Well, Enlightenment ideals that were still based in semi-religious terminology aside, "their Creator" does not necessarily require an appeal to the supernatural.

One would, I think, be justified interpreting that to mean the physical processes of the Universe from which humankind arose (justified in interpreting the meaning of 'their Creator', not necessarily possessed of an easily established and defended position regarding how rights themselves rose from the primordial soup (which I must admit would make for an entertaining read)). Science had yet to provide an explanation for the origin of life, as I'm sure you know, and we can safely dispense with the defense that these rights come from a god. To suggest they come from the Universe is equally silly, but it's a hell of a lot better than the supernatural.

One would, I think, be more justified interpreting it properly just as you said--the Creator is humankind itself, like everything else in society. All (nearly all?) notable political theorists have built their analyses of social states on the premise that there are fundamental rights agreed to be important for all persons, for which humankind organizes governments/societies to protect and guarantee in the pursuit of justice. (I can't think of a notable theorist who has argued otherwise, but would be interested in knowing of one.)

Their appeals to the supernatural aside, the founders are certainly the creators of the rights of which we still believe we are endowed.


> To suggest they come from the Universe is equally silly, but it's a hell of a lot better than the supernatural.

No, it's equally supernatural.

> One would, I think, be more justified interpreting it properly just as you said--the Creator is humankind itself, like everything else in society.

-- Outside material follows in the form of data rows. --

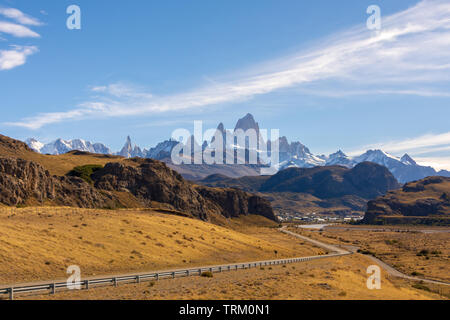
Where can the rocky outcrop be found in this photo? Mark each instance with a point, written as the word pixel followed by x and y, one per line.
pixel 234 202
pixel 421 199
pixel 23 181
pixel 153 181
pixel 366 180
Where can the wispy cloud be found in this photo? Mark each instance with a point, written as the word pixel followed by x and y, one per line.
pixel 17 30
pixel 410 53
pixel 439 163
pixel 423 149
pixel 424 144
pixel 19 16
pixel 16 56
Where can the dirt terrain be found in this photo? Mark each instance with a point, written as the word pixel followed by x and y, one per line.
pixel 414 251
pixel 338 279
pixel 38 244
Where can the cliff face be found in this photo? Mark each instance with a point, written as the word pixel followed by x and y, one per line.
pixel 22 181
pixel 234 202
pixel 366 180
pixel 148 181
pixel 151 180
pixel 427 199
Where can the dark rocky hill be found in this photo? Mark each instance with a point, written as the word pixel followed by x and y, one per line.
pixel 143 182
pixel 426 201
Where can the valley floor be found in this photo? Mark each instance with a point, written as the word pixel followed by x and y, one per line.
pixel 422 252
pixel 38 244
pixel 335 278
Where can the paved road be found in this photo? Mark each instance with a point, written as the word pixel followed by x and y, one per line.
pixel 335 252
pixel 389 269
pixel 326 246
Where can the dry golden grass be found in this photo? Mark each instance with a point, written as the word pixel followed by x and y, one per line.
pixel 40 243
pixel 398 247
pixel 61 164
pixel 335 278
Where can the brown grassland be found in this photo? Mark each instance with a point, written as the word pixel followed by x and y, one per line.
pixel 38 244
pixel 338 279
pixel 408 250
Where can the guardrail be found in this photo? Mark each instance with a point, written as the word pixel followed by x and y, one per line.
pixel 137 278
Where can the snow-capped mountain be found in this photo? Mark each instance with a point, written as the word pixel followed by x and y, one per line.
pixel 34 144
pixel 405 169
pixel 162 150
pixel 130 151
pixel 61 146
pixel 341 159
pixel 296 154
pixel 292 154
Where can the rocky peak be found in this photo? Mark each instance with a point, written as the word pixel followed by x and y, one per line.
pixel 246 123
pixel 406 159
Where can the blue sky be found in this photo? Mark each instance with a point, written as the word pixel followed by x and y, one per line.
pixel 309 68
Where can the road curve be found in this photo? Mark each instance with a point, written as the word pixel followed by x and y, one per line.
pixel 389 269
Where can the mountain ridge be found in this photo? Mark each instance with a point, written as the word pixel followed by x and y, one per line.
pixel 292 154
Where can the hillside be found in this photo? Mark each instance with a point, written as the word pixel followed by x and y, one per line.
pixel 40 243
pixel 26 180
pixel 332 189
pixel 426 201
pixel 58 165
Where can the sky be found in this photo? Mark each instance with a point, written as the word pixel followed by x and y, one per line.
pixel 312 69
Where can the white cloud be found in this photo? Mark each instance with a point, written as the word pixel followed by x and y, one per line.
pixel 17 30
pixel 19 16
pixel 411 51
pixel 423 149
pixel 439 163
pixel 424 144
pixel 16 56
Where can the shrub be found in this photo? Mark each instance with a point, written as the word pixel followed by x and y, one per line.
pixel 207 274
pixel 421 287
pixel 85 172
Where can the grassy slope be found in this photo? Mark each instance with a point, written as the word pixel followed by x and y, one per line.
pixel 341 278
pixel 399 249
pixel 39 244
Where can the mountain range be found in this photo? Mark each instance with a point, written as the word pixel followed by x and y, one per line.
pixel 292 155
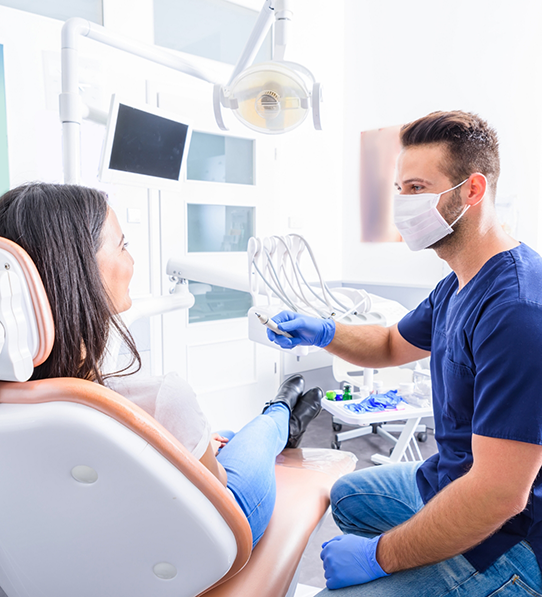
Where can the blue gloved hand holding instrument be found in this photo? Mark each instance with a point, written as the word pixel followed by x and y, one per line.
pixel 304 330
pixel 350 560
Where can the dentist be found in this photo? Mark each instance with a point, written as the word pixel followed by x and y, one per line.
pixel 467 521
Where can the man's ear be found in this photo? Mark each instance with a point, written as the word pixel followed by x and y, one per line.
pixel 476 187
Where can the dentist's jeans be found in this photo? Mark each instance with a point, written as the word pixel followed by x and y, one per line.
pixel 371 501
pixel 249 460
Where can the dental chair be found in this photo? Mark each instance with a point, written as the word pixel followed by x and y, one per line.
pixel 99 500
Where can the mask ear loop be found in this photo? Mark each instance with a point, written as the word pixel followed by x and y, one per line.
pixel 466 206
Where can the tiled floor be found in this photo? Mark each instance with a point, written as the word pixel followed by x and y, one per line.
pixel 320 435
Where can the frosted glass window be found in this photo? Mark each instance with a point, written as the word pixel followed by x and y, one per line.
pixel 215 158
pixel 221 228
pixel 215 302
pixel 214 29
pixel 60 9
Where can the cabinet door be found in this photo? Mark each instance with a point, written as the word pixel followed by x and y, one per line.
pixel 229 182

Rights come from your neighbors willing to fight to protect your "rights" whether its your right to life or your right to property.

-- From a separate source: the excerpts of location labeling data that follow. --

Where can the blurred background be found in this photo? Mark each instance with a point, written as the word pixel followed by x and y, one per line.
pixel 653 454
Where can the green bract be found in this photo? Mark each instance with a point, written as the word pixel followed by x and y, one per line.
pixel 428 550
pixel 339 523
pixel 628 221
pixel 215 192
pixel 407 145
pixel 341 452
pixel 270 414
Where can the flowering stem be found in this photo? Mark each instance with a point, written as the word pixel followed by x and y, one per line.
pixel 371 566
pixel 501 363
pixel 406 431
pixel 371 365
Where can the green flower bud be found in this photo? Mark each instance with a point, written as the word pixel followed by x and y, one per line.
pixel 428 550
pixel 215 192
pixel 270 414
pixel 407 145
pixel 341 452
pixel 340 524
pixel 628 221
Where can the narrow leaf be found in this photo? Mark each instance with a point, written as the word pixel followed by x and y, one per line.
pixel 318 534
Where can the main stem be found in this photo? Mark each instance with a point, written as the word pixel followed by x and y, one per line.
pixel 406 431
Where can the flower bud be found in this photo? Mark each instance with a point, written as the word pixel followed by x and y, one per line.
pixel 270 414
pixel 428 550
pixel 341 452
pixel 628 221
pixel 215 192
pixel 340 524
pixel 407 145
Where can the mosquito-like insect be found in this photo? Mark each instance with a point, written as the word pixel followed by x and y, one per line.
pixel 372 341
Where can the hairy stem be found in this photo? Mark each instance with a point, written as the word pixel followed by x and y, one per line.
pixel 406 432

And that's why rights are not universal. I'll take up arms to defend my neighbors, but not people in China or Russia.


Not that this is much of a surprise. You'll have a hard time reconciling France's last 200 years with the Declaration of the Rights of Man and of the Citizen it birthed


The constitution was written for a world that lacked instant communication and had clearly defined jurisdictions that could be drawn on a map. It is time to extend the bill or rights to everyone.


Welcome to the world outside of the US, there is such a thing as 'human rights' already you know. You can keep your bill of 'rights' where it is, thanks.


Just so we are clear the comment you are replying to is quoting the Declaration of Independence and not the Constitution. These documents are very different.


I was interested, so I found the original John Yoo opinion on the subject: http://works.bepress.com/johnyoo/9/


That ideal was gone at the time those words were written, when the founders had slaves.